L’annonce surprise en novembre 2018 d’une nouvelle ordonnance par la ministre de la Justice d’alors Nicole Belloubet avait d’emblée provoqué une levée de boucliers des professionnels.

La nécessité d’une refonte d’ampleur du texte fondateur de la justice des mineurs, amendé 39 fois depuis sa création à la Libération, fait l’unanimité. Mais le choix d’une simple ordonnance, prise en septembre 2019 par le gouvernement et que les députés sont appelés à ratifier, froisse les syndicats du secteur, désireux d’un débat de société.

Au Palais Bourbon également, les oppositions réprouvent unanimement la forme. Mais le consensus s’arrête là.

Les députés communistes ont défendu sans succès une motion de rejet du texte, « en rupture avec l’esprit de l’ordonnance de 1945 » et ne présentant pas « les garde-fous nécessaires » pour les mineurs, vus au travers du « seul prisme de la délinquance » selon Elsa Faucillon.

Avec les insoumis, les députés communistes appellent de leurs voeux un « code de l’enfance » plutôt que ce « code de justice pénale des mineurs ».

La gauche a des amendements pour que la responsabilité pénale à 13 ans soit « irréfragable », que le juge ne puisse revenir dessus.

A l’inverse, certains en pointe à droite critiquent ce seuil à 13 ans, synonyme d' »impunité », et Eric Ciotti notamment souhaite durcir le texte.

Le patron des députés LR Damien Abad est lui « plutôt favorable » à la réforme sur la table. Son groupe attend toutefois « des signaux forts » quant « à la réelle efficacité des mesures ».

Dans le détail, la procédure en deux temps pour les mineurs consistera en une première audience devant statuer sur la culpabilité dans des délais de trois mois maximum (contre 18 mois actuellement en moyenne) et une seconde audience pour le prononcé de la sanction ou de mesures éducatives.

Cette « césure » du procès pénal était une mesure phare du projet de réforme avorté de l’ex-ministre socialiste Christiane Taubira.

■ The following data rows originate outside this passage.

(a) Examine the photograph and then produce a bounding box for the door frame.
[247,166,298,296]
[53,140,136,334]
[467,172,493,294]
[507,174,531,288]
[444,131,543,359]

L’ordonnance instaure en outre un principe de « présomption de discernement », à l’âge de 13 ans et plus. En dessous, le procureur ou le juge devra motiver sa décision s’il souhaite engager des poursuites pénales. Mais il s’agit d’une mesure principalement symbolique car il n’est actuellement pas possible de prononcer une peine contre un mineur de moins de 13 ans. Plusieurs conventions internationales ratifiées par la France exigent un âge plancher.

Il est prévu en outre de limiter la détention provisoire des mineurs, qui bat des records alors que la délinquance juvénile n’augmente pas depuis plus de dix ans.

En vue de la mise en oeuvre, nombre de parlementaires et professionnels pointent une « indigence des moyens ».

M. Dupond-Moretti a rappelé le recrutement cette année de 72 magistrats et 100 greffiers. Pour la protection judiciaire de la jeunesse, 252 emplois nouveaux ont été prévus sur 2018-2022. Et 86 éducateurs supplémentaires viennent d’être embauchés. Des mesures d’accompagnement ont aussi été déployées pour permettre aux juridictions d’apurer les « stocks d’affaires » en souffrance.